RedCurl uses new QWCrypt ransomware in hypervisor attacks

- Bitdefender Labs reported on March 26, 2025, a change in the tactics of the cyber threat group known as RedCurl, also called Earth Kapre or Red Wolf. Previously, this group kept a low profile and focused on secret data theft. They are now connected to a new ransomware campaign using a strain called QWCrypt, which targets hypervisors and disrupts infrastructure while staying stealthy. This ransomware is new and different from known types. - This finding leads to a reevaluation of RedCurls operational methods since they first appeared in 2018. Their targeting, mainly in the U.S. but also in Germany, Spain, Mexico, and even Russia, makes it hard to classify them.

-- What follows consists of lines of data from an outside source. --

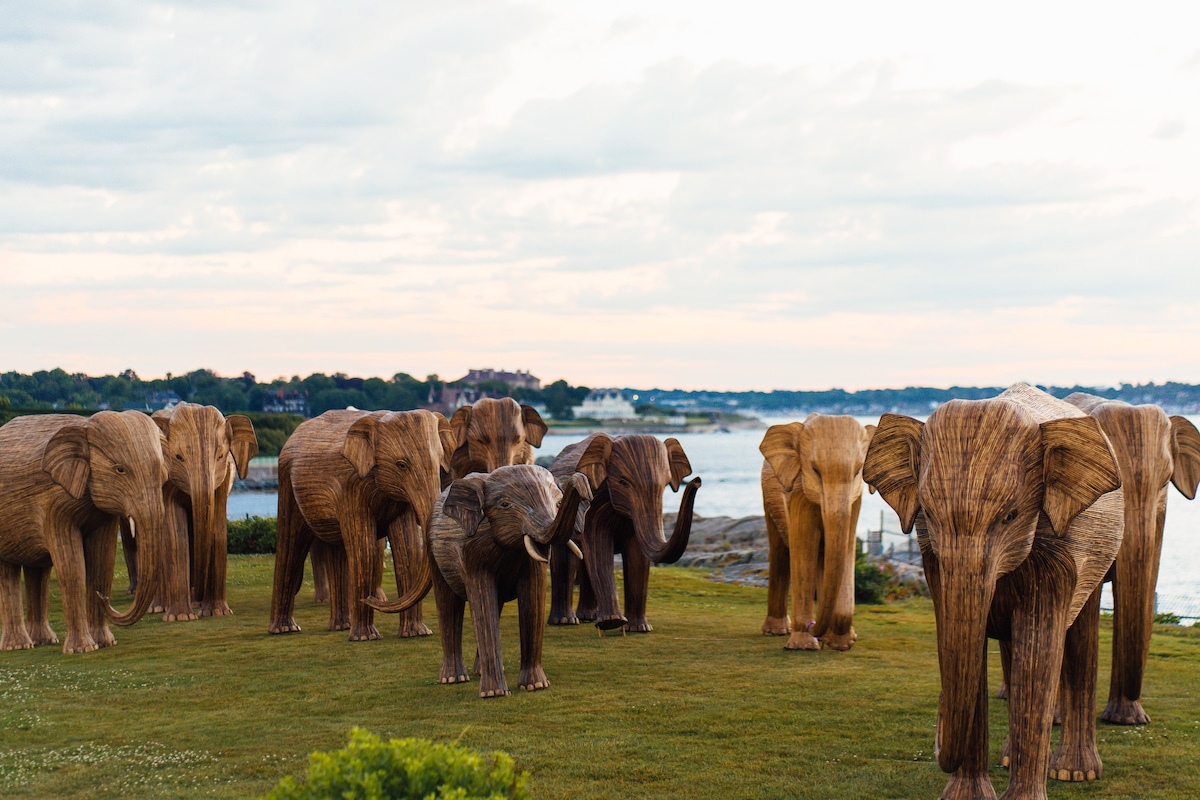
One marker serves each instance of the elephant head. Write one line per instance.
(821, 461)
(495, 433)
(204, 451)
(117, 458)
(983, 475)
(403, 451)
(634, 470)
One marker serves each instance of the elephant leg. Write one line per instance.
(1038, 637)
(100, 555)
(37, 605)
(292, 542)
(485, 614)
(1077, 758)
(804, 551)
(636, 567)
(361, 553)
(130, 549)
(563, 566)
(450, 618)
(407, 552)
(779, 576)
(13, 636)
(531, 618)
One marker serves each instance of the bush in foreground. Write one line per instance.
(403, 769)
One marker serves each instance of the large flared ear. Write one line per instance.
(359, 445)
(465, 503)
(1186, 455)
(243, 441)
(67, 459)
(677, 459)
(893, 463)
(1078, 467)
(449, 437)
(594, 461)
(535, 428)
(781, 449)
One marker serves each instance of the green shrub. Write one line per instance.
(251, 535)
(372, 769)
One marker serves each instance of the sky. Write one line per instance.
(655, 194)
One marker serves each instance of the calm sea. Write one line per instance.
(730, 464)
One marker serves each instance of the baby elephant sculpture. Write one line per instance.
(1019, 519)
(811, 492)
(490, 540)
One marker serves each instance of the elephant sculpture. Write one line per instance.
(65, 482)
(348, 480)
(630, 473)
(811, 492)
(1018, 511)
(1151, 449)
(204, 451)
(490, 540)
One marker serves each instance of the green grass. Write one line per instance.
(705, 707)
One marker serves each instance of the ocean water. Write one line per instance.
(730, 464)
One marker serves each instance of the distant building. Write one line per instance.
(514, 379)
(286, 402)
(605, 404)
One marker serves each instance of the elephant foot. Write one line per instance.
(1122, 711)
(365, 633)
(802, 641)
(839, 641)
(533, 679)
(79, 644)
(1075, 764)
(969, 787)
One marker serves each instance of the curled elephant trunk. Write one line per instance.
(149, 539)
(649, 531)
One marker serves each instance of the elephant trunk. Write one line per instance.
(149, 530)
(648, 528)
(960, 609)
(837, 593)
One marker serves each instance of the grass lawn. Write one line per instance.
(705, 707)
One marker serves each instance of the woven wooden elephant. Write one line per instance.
(490, 540)
(65, 483)
(1017, 506)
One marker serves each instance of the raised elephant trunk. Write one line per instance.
(648, 528)
(960, 607)
(149, 536)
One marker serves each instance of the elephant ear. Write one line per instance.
(449, 437)
(893, 463)
(359, 445)
(535, 428)
(1078, 467)
(594, 461)
(67, 459)
(465, 503)
(1186, 455)
(243, 441)
(781, 449)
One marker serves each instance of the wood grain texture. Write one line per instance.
(65, 483)
(1147, 447)
(630, 474)
(347, 481)
(1019, 515)
(811, 493)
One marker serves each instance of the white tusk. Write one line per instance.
(533, 552)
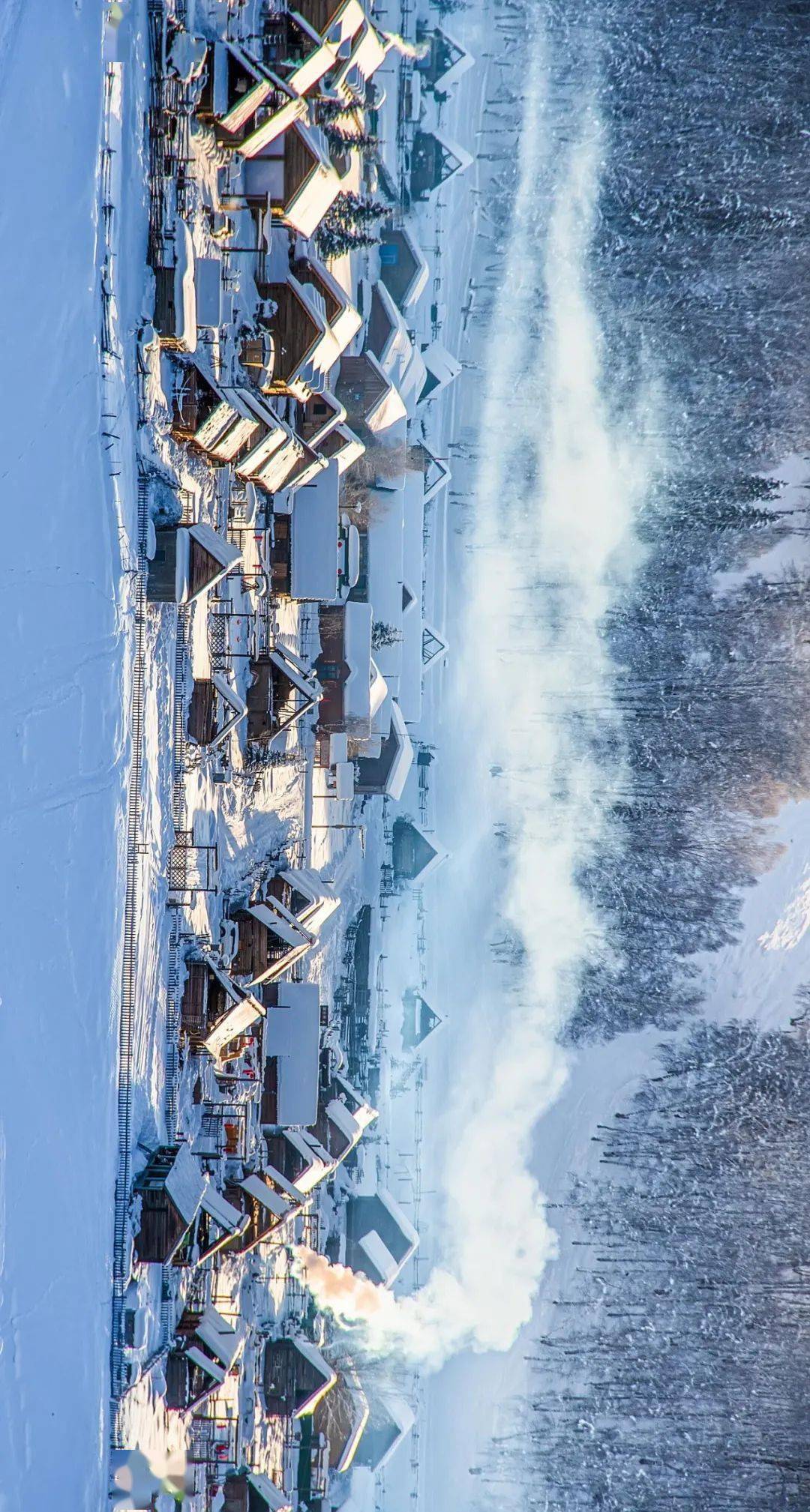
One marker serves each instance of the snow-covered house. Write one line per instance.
(206, 1348)
(291, 1045)
(403, 265)
(310, 327)
(181, 1211)
(370, 398)
(294, 1378)
(306, 1157)
(389, 1421)
(215, 709)
(414, 856)
(292, 175)
(187, 560)
(282, 690)
(418, 1019)
(176, 294)
(249, 1491)
(353, 688)
(340, 1420)
(282, 926)
(386, 774)
(444, 61)
(380, 1237)
(435, 159)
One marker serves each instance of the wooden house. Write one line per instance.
(291, 1045)
(368, 395)
(306, 1157)
(282, 690)
(414, 856)
(312, 324)
(249, 1491)
(444, 61)
(403, 265)
(386, 773)
(170, 1190)
(187, 561)
(380, 1237)
(434, 160)
(353, 690)
(215, 709)
(341, 1418)
(296, 1376)
(292, 175)
(418, 1019)
(389, 1421)
(282, 926)
(206, 1348)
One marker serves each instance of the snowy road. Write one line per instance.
(62, 770)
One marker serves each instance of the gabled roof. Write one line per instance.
(404, 235)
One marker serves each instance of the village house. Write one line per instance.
(386, 774)
(403, 265)
(380, 1238)
(310, 327)
(182, 1216)
(188, 560)
(414, 856)
(418, 1019)
(442, 59)
(215, 709)
(294, 1378)
(434, 160)
(282, 690)
(249, 1491)
(292, 175)
(206, 1348)
(272, 933)
(353, 688)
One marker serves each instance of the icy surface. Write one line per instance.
(62, 768)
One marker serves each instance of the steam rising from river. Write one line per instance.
(557, 490)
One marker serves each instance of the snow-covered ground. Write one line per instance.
(62, 771)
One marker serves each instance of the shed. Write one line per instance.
(296, 1376)
(291, 1049)
(414, 856)
(249, 1491)
(314, 539)
(172, 1190)
(205, 1351)
(187, 561)
(380, 1237)
(388, 771)
(403, 265)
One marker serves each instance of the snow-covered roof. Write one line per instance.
(403, 759)
(224, 1340)
(315, 523)
(221, 1210)
(185, 289)
(422, 273)
(270, 1493)
(380, 1257)
(292, 1036)
(236, 1021)
(185, 1184)
(267, 1196)
(320, 1366)
(358, 657)
(306, 208)
(368, 52)
(441, 370)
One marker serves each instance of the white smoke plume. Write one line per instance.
(557, 490)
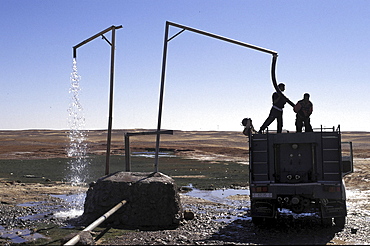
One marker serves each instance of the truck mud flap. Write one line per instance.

Notably, RedCurl has not previously sold stolen data, which is common for ransomware groups and adds to their mystery. - RedCurl employs advanced techniques like DLL sideloading and Living-off-the-Land strategies, avoiding public leak sites, which is unusual for ransomware. For their ransomware efforts, they still use phishing emails with IMG files made to look like CV documents. Opening these files releases a harmful screensaver that loads a malicious DLL to download the final payload, avoiding detection with encrypted strings and legitimate Windows tools. - Once inside a network, RedCurl uses lateral movements with built-in Windows tools to collect data and gain higher access, using modified tools that bypass normal connections. Their ransomware targets specific systems, using batch files to disable security and launch the ransomware, which encrypts virtual machines. - Bitdefender suggests two ideas to explain RedCurl's unusual behavior. They might be gun-for-hire mercenaries with varied targets or may prefer quiet negotiations with victims to reduce attention. The report concludes with recommendations for multilayered defenses and enhanced threat intelligence to combat threats like RedCurl.